The Association of Canadian Early Learning Programs (ACE), a lobby organization that acts as the mouthpiece for-profit child care operators, has released a new proposal that would undermine child care affordability and weaken the long-term viability of Canada’s $10-a-day child care system.
In a March 2026 press release, ACE argued that $10-a-day child care is simply too expensive. Without publishing any supporting evidence, the organization claimed that a fully funded national system would require $40 billion annually in federal spending; a figure it emphasized as approaching the size of the defence budget. On that basis, ACE has proposed increasing child care fee caps so operators can cover the real costs of care directly from families rather than through public funding.
Beyond ACE’s farcical framing that positions child care is less worthy of sustained public investment than military spending, there are some significant holes in ACE’s claims.
ACE cannot justify its $40 billion claim
ACE provides no explanation of how it arrived at its $40 billion estimate. Neither its press release nor its website offers a costing model, assumptions, or breakdown of expenditures. Given that this figure is more than four times current annual federal spending on early learning and child care, the absence of transparency is suspicious.
Without evidence, it is impossible to determine how much of this projected spending would actually support educator wages, quality improvement, and expansion of licensed spaces, and how much would instead be captured as profit by for-profit operators.
That distinction matters. A substantial body of evidence shows that for-profit child care providers tend to pay lower wages and, on average, deliver lower-quality care than public and non-profit providers because revenue is diverted into profit rather than reinvested into the program.
ACE’s own language reinforces this concern. Its call for increased operational funding “without excessive red tape” is coded language that demands public money with less accountability, creating greater opportunities for public funding to be converted into private gain rather than better wages, stronger staffing levels, or improved quality of care.
Child care is an economic investment
ACE’s argument also rests on a false premise that public spending on child care is merely a fiscal burden.
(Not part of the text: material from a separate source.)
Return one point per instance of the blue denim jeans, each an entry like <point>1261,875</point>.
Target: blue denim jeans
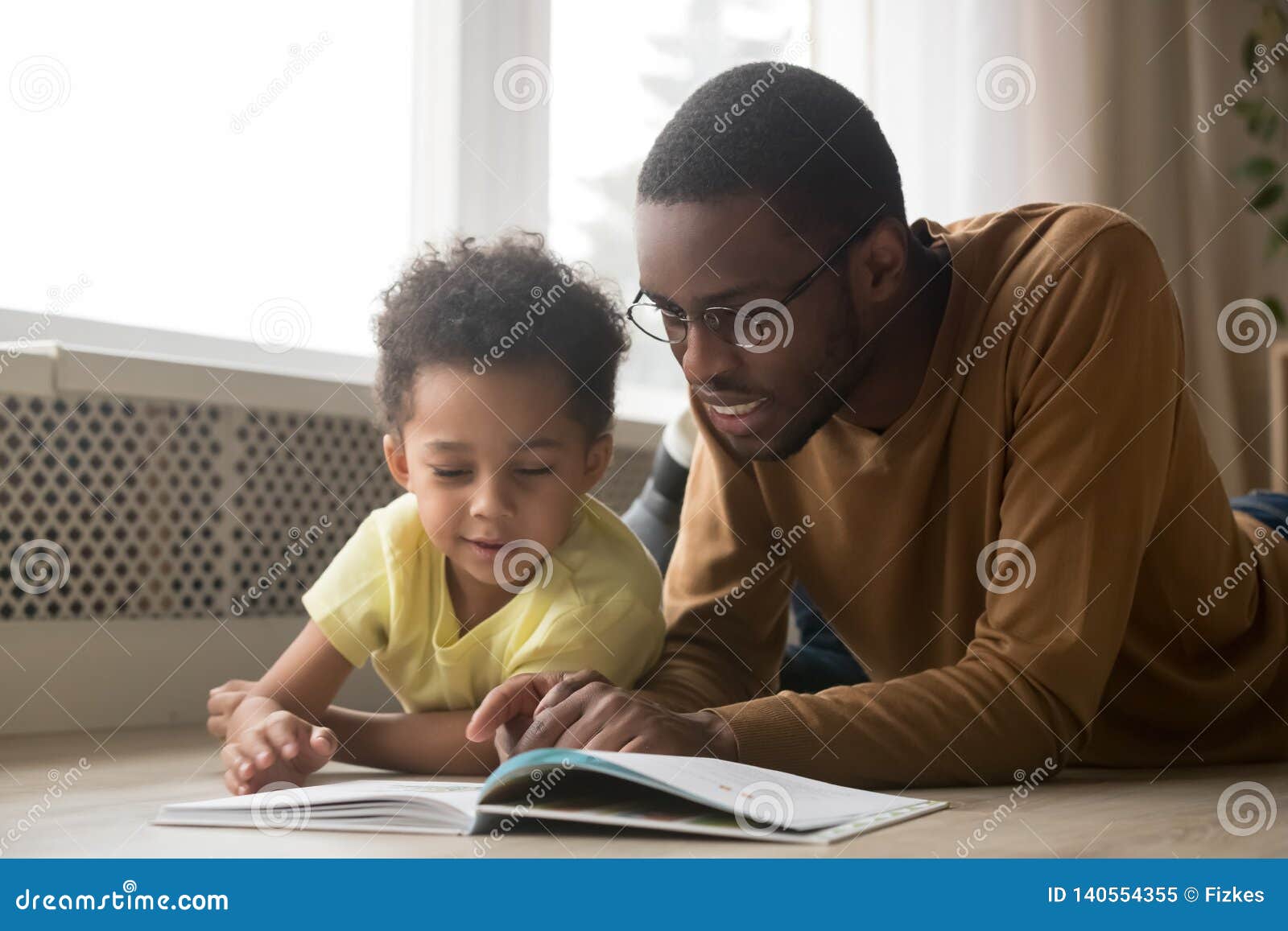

Yet research consistently shows the opposite. Child care is one of the clearest examples of social spending that generates long-term economic returns. Recent work by economists Michael Baker, Jonathan Gruber, and Kevin Milligan on Quebec’s $5-a-day child care program found that it produced a permanent increase in mothers’ employment, especially among women without university degrees. The earnings of mothers’ who used child care rose significantly because affordable child care allowed them to continue working, rather than losing skills, seniority, and career opportunities while caring for young children.
Those employment gains generated new tax revenues substantial enough to offset most, and in some estimates all, of the program’s costs.
The conclusion from these findings is straightforward: “Universal child care can pay for itself!”.
Raising fees will not build a universal system
Finally, ACE’s proposed solution to raise fee caps so families shoulder more of the costs is not a solution at all. It would deepen exclusion.
Affordable child care is most critical for low-income families, who already face greater barriers to access. In 2023, only 41 percent of children from low-income families were enrolled in formal or informal child care, compared with 60 percent of children from higher-income families. Higher fees would widen that gap.
This concern is especially acute in Alberta, where income-tested subsidies have been eliminated in favour of a flat-rate approach. When fees rise, affordability falls most sharply for the families with the least financial flexibility.
It might seem fair to require middle and higher-income families to pay higher fees in this context, but this sets $10-per-day child care up for failure. When only low-income families fully benefit from a program, the program appears as a form of charity for the most marginalized, rather than designed as a social right for all citizens. The result is there is less buy-in from middle and higher income households who are less likely to defend the program when a government attempts to claw back funding or dismantle it completely.
What governments should do instead
The solution must be increased sustained federal and provincial investment to create a truly universal system.
Unfortunately, Prime Minister Mark Carney’s spring economic update did not provide new funding to expand child care spaces, despite Canada being more than 80,000 spaces short of its original target of creating 250,000 new spaces by 2026. Nor did it provide dedicated funding for a workforce strategy to recruit and retain qualified early childhood educators; one of the main reasons expansion continues to lag behind demand.
As federal funding stagnates and inflation rises, provinces may be tempted to increase parent fees. That would move Canada further away from universality.
The better path is the opposite: governments should strengthen, and not retreat from the promise of $10-a-day child care. That means sustained federal and provincial investment in operational funding, public and non-profit expansion, and workforce recruitment and retention.
Advocates such as Child Care Now have been clear: a genuinely universal child care system must be both affordable and accessible. Properly funded, it improves the lives of women and children, reduces inequality, and strengthens the economy. The real question is not whether Canada can afford universal child care. It is whether governments are willing to treat care as essential public infrastructure rather than a market commodity.